Loss of sight won’t affect his outlook on life

My roommate sits down at his computer, ranting about the amount of organic chemistry work he has to do. A Facebook status pops up on my new feed about how deeply stressful work is when a customer is mean. Endless posts appear online about a poor guy being friend-zoned.

Meanwhile, Lonnie Bedwell takes joy in skiing down a single slope at Pico.

And he’s completely blind.

Recently, a reporter for the Spartan wrote a story about the United States Association of Blind Athletes’ outing to Pico, and she described the experience as “incredibly humbling” and “amazing.” She had the pleasure of speaking with Bedwell, a Navy veteran, carpenter, skier, and single father of three daughters (his wife left him after he became blind). For someone with the odds stacked that immensely against him, one may expect a slightly gloomy disposition on life.

Well, that assumption would be wrong.

“All I know is I’ve been going to the top of the hill and going down, and I’m as happy as a possum on a slop bucket,” to quote him exactly.

After Bedwell became blind, his wife left him and he took sole care of his three daughters, whom he promised he wouldn’t get too involved in anything until he got them through college. A feat even more incredible, perhaps, is that he took up carpentry after becoming blind. He now builds houses for 40 hours a week, despite having absolutely no vision.

A lot of students have been complaining about lousy ski conditions on the mountain this year, and many of them have access to Killington, which is the better of the two mountains. This man, however, came all the way from Indiana to ski one trail on Pico a few times and had absolutely no complaints. All he could think about is how blessed he was to have people who cared enough to help him.

College can be difficult, this is a fact.

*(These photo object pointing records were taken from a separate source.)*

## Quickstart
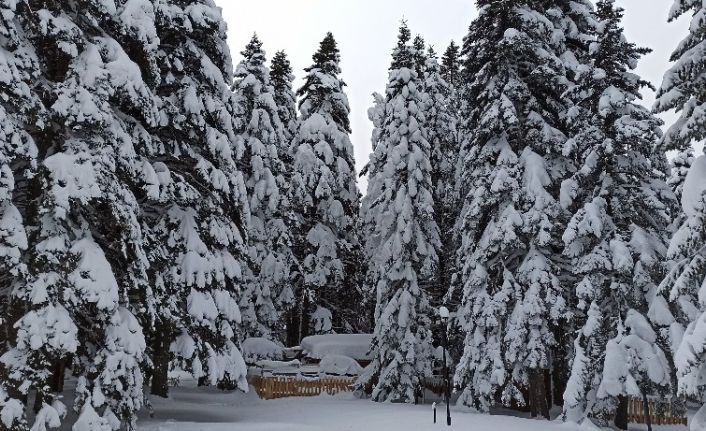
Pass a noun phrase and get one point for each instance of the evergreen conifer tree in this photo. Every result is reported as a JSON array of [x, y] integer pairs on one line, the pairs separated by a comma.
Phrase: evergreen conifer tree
[[513, 164], [93, 67], [616, 239], [262, 136], [282, 79], [682, 90], [402, 246], [326, 198], [197, 209]]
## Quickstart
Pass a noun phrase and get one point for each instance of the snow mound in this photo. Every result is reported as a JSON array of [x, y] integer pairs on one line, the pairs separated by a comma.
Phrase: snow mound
[[339, 365], [694, 186], [258, 348], [356, 346]]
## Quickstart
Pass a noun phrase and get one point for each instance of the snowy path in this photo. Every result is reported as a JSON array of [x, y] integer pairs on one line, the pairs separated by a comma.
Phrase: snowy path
[[192, 409]]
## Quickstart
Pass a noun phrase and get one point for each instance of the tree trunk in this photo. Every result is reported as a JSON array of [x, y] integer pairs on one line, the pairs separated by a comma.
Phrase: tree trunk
[[160, 362], [58, 375], [560, 375], [646, 407], [621, 413], [538, 394]]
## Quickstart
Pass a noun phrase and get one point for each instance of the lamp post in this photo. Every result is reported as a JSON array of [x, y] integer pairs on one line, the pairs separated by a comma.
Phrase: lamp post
[[444, 314]]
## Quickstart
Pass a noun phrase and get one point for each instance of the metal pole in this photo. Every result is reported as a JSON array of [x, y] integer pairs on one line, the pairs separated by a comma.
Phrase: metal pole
[[446, 376]]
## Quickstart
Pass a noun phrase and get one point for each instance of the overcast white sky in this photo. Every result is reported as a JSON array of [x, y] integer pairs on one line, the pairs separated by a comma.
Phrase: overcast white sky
[[366, 32]]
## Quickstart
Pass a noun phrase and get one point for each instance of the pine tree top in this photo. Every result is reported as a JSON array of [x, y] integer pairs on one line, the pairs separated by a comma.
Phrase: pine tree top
[[323, 89], [253, 48], [280, 69], [613, 54], [328, 57], [451, 63], [403, 55]]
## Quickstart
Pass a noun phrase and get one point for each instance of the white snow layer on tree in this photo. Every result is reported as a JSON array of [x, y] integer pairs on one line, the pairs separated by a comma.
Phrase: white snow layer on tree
[[339, 365], [694, 187], [258, 348], [356, 346]]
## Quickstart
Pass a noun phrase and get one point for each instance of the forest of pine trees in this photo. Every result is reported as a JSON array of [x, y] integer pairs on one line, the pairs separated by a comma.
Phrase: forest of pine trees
[[161, 202]]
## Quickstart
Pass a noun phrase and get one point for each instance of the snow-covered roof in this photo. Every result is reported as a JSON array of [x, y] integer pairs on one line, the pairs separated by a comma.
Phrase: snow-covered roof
[[356, 346], [258, 348]]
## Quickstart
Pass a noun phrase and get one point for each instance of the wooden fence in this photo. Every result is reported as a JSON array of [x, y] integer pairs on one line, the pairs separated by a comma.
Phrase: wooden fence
[[660, 413], [269, 388]]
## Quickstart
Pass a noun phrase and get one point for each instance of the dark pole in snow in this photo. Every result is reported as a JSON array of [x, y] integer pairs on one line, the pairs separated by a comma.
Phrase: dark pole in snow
[[444, 313]]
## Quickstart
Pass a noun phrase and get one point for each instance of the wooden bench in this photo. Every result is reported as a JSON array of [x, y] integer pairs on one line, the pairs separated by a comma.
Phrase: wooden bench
[[269, 388]]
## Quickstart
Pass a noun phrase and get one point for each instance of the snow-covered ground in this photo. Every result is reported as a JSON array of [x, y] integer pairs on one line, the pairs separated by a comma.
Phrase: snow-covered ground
[[193, 409]]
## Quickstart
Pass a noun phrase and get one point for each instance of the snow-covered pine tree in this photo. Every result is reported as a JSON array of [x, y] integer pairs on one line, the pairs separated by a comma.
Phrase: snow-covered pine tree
[[683, 90], [197, 209], [326, 198], [402, 246], [20, 110], [616, 239], [511, 219], [440, 123], [451, 65], [261, 134], [86, 263], [420, 56], [282, 81]]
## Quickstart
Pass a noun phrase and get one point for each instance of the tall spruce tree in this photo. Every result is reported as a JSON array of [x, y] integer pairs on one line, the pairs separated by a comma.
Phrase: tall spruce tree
[[616, 239], [440, 122], [511, 218], [683, 90], [93, 68], [282, 81], [402, 246], [197, 209], [262, 135], [451, 65], [326, 197]]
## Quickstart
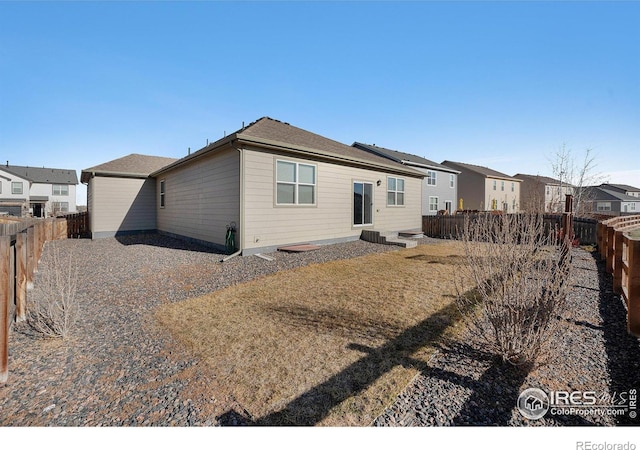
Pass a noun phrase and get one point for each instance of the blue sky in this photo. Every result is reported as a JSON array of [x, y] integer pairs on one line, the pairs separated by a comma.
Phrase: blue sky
[[500, 84]]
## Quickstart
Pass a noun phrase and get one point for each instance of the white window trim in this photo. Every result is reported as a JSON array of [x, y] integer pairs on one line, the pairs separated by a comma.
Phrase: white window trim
[[297, 184], [15, 184], [163, 191], [61, 190], [437, 204], [396, 192]]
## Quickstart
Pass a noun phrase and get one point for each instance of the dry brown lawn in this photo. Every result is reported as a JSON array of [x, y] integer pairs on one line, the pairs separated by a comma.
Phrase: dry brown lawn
[[327, 344]]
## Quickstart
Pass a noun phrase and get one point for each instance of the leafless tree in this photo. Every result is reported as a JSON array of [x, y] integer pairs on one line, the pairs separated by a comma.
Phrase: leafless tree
[[54, 308], [514, 285], [578, 173]]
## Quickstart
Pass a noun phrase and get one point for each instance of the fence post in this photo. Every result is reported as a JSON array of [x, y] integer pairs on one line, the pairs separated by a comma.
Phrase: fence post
[[31, 256], [633, 286], [617, 261], [5, 281], [21, 277]]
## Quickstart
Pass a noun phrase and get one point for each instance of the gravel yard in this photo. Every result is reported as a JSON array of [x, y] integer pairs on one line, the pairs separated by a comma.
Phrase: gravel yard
[[121, 368]]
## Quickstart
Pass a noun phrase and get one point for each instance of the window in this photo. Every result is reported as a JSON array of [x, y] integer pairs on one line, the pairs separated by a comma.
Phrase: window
[[295, 183], [60, 207], [395, 191], [433, 204], [16, 188], [362, 203], [60, 189]]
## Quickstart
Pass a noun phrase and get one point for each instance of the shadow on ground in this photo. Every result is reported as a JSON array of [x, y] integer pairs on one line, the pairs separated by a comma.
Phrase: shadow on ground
[[623, 349]]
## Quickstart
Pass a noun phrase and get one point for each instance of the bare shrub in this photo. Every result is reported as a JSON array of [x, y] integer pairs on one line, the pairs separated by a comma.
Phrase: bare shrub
[[514, 285], [54, 309]]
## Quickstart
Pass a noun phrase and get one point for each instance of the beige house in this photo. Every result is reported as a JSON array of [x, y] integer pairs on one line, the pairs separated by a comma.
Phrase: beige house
[[543, 194], [484, 189], [279, 185], [121, 196]]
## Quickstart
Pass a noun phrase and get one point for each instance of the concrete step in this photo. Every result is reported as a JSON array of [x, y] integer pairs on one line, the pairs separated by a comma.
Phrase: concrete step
[[413, 234], [406, 243], [387, 238]]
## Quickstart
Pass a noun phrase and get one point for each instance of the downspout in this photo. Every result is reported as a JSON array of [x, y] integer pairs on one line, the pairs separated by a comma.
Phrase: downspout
[[241, 206]]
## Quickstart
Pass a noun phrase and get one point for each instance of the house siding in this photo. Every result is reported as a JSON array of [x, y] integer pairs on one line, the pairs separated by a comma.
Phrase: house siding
[[46, 190], [201, 198], [501, 196], [121, 205], [331, 218], [442, 190], [471, 189]]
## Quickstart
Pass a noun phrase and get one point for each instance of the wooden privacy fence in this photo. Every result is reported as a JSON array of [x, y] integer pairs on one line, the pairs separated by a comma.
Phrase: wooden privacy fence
[[21, 245], [622, 254], [448, 226]]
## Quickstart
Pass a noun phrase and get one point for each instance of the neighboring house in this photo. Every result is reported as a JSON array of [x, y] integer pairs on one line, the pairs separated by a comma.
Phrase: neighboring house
[[599, 200], [37, 191], [484, 189], [542, 194], [279, 185], [622, 189], [121, 197], [439, 186]]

However, is it so difficult that you have to stop your day to complain about how terribly difficult it is and how no one else quite understands how hard you have it?

Lonnie Bedwell would clearly answer, “No.”

Amidst this amazing tale of happiness against all odds, lessons can be found for those who are fortunate enough to have all of their senses. You may have a lot of homework now, but you won’t in a year. You probably won’t have the same homework next week, and you certainly won’t be carrying the same burden for 15 years.

Sure, everyone can complain all they want, but what good will it do? If a blind man hasn’t lost sight of that fact, there’s no excuse for anyone else.